Other policies that intended to promote equity also came with tradeoffs. In an effort to preserve students’ privacy in their homes, the district did not require students to turn their cameras on. Without seeing students’ faces, many teachers struggled to assess whether they were engaged in the lessons. According to Clarkson, results of these analyses have urged BPS to rethink “how [...we] measure student engagement and participation through this technology. For example, if a student’s camera is off, does that mean that the student is not engaged?”

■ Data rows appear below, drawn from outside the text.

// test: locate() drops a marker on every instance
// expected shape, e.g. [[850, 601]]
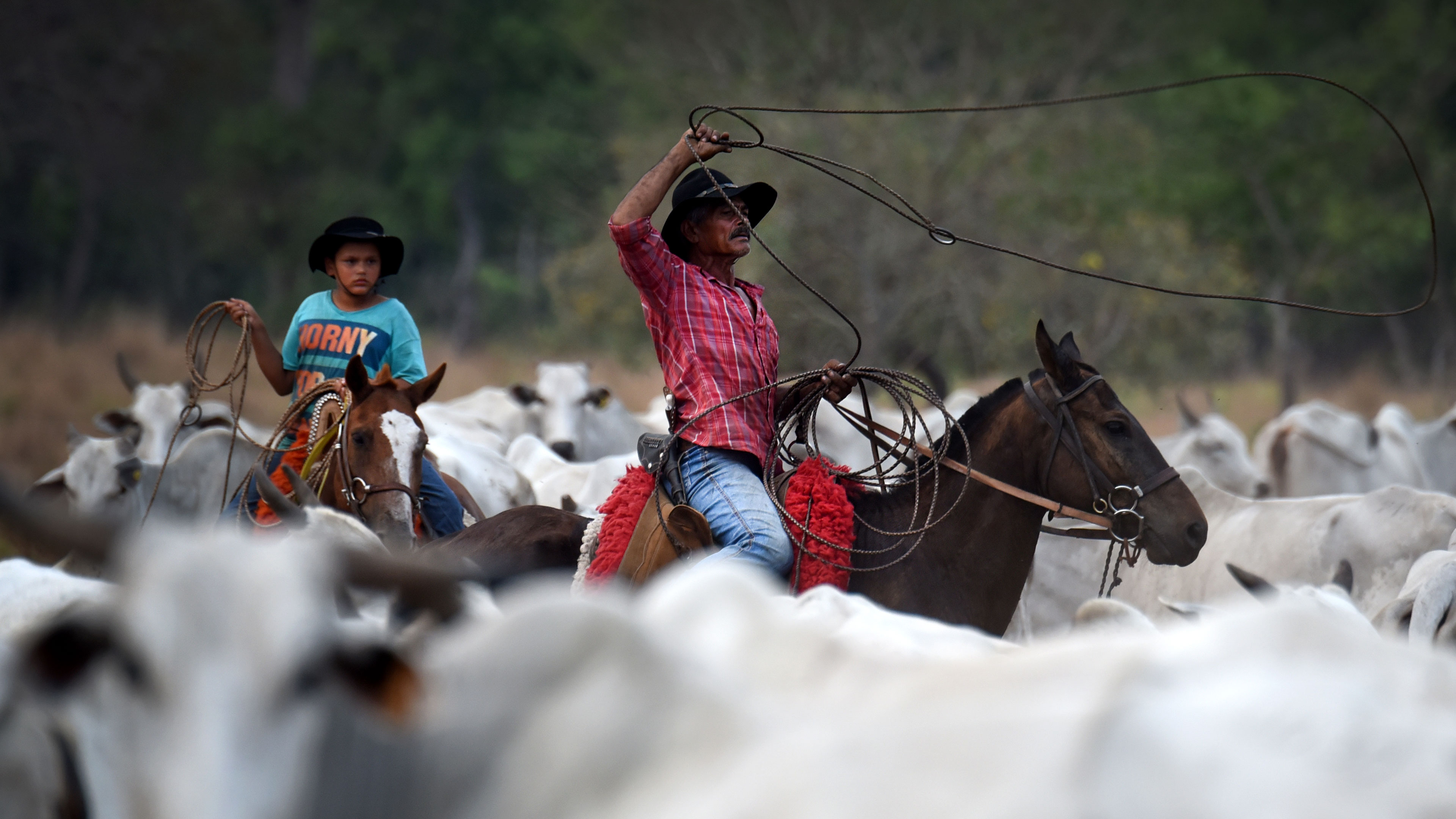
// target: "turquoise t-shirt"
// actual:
[[322, 339]]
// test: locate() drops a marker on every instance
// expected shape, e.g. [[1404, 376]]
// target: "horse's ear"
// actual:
[[357, 378], [1053, 358], [1069, 346], [421, 391]]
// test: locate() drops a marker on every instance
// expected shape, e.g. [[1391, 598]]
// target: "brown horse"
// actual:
[[972, 566], [375, 467]]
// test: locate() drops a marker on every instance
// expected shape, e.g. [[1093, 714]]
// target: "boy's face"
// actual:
[[356, 267]]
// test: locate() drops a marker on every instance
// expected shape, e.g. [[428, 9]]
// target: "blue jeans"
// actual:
[[437, 505], [727, 487]]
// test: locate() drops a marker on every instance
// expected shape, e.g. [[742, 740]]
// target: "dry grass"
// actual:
[[55, 380]]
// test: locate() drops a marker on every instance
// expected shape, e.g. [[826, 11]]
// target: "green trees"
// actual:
[[168, 154]]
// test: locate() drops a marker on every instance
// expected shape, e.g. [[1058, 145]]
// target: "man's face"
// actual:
[[723, 234], [356, 267]]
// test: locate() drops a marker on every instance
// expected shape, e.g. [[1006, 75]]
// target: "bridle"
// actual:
[[1119, 502], [357, 490]]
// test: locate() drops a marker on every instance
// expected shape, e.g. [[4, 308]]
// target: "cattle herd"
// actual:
[[1304, 665]]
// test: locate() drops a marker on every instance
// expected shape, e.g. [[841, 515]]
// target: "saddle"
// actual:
[[667, 530]]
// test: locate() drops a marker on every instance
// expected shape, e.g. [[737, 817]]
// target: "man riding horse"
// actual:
[[714, 342]]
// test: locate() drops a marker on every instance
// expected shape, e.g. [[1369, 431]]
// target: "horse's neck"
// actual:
[[969, 569]]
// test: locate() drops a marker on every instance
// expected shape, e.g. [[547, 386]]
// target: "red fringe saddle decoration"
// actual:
[[622, 511], [813, 496], [822, 503]]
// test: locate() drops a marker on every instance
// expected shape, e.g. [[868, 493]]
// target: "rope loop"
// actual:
[[946, 237]]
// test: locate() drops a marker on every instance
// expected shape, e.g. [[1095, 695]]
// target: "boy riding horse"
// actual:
[[336, 326], [714, 342]]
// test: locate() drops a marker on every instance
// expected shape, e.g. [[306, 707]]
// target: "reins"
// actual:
[[357, 490]]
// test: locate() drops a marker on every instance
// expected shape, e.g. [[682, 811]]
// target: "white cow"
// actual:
[[484, 473], [1317, 449], [459, 423], [156, 410], [1285, 540], [711, 700], [1212, 445], [105, 477], [552, 477], [206, 687], [580, 422], [1433, 444]]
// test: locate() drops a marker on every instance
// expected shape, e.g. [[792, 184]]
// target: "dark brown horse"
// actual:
[[375, 470], [970, 568]]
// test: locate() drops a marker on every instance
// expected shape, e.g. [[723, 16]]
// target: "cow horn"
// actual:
[[416, 584], [287, 512], [1187, 417], [1251, 582], [126, 373], [300, 489], [55, 535]]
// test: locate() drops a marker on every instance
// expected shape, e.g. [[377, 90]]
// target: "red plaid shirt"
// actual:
[[708, 343]]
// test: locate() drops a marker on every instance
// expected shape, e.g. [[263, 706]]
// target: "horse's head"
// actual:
[[1117, 447], [385, 445]]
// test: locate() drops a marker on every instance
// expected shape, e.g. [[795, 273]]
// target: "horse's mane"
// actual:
[[976, 416]]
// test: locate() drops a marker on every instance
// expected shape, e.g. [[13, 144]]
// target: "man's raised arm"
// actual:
[[648, 193]]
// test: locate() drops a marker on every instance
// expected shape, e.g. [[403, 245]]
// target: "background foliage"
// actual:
[[161, 154]]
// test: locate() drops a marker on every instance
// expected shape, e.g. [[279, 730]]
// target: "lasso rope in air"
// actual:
[[215, 314], [946, 237], [197, 375]]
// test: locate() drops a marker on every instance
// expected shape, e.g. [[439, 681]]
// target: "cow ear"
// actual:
[[1256, 585], [59, 656], [113, 422], [357, 380], [129, 439], [421, 391], [1187, 419], [525, 394], [381, 677], [1069, 347]]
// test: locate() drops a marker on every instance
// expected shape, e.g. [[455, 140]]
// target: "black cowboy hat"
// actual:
[[357, 229], [697, 188]]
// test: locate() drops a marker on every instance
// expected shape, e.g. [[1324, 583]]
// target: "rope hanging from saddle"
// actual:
[[200, 385], [1125, 524]]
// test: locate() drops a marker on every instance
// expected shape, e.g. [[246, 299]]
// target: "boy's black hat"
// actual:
[[697, 188], [357, 229]]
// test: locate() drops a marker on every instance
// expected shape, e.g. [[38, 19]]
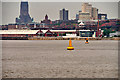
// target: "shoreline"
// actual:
[[57, 38]]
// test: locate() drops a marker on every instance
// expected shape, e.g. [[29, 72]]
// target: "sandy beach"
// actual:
[[51, 59]]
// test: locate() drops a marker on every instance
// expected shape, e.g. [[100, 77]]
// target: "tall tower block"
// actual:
[[24, 14]]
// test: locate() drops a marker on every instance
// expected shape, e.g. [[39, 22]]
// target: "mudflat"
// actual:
[[51, 59]]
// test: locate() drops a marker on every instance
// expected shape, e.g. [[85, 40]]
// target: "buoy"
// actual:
[[70, 45], [86, 41]]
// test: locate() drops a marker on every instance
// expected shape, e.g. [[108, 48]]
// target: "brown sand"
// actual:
[[50, 59]]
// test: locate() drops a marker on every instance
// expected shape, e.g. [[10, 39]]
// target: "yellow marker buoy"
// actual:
[[70, 45], [86, 41]]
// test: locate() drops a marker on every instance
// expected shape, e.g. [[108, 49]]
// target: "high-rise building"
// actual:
[[24, 14], [88, 12], [119, 9], [94, 13], [63, 14], [102, 16]]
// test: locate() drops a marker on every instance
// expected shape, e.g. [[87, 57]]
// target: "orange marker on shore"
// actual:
[[70, 45], [86, 41]]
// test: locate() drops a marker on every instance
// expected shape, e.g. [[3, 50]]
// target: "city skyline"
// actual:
[[39, 10]]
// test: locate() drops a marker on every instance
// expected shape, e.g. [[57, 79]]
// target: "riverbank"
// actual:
[[60, 38], [51, 59], [57, 38]]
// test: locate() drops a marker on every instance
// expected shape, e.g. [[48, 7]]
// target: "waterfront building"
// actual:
[[88, 12], [24, 14], [46, 20], [102, 16], [63, 14]]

Clarkson and her research team shared the survey findings with district leaders in a series of seminars. One of the topics they explored was expanding the definition of attendance in a virtual environment to reflect whether students are submitting assignments and logging into class portals during asynchronous learning times. Clarkson also worked with the Offices of Instructional Technology and Legal Advisors to understand how to ensure and protect student privacy while engaging in remote learning.

“This survey [analysis] is showing that research isn’t just used for academic purposes,” Clarkson says. “So, how do we leverage that idea, and get research used more frequently—quite literally—in times of crisis?”

Our experience working with BPS reinforces what we already know: educational survey analysis can be a vital tool in helping districts adapt to rapidly changing conditions. There are likely many districts that face a similar dilemma of how to analyze their open-ended response data. NLP, especially when paired with traditional approaches to qualitative analysis, can potentially deliver relevant and nuanced findings in a short amount of time.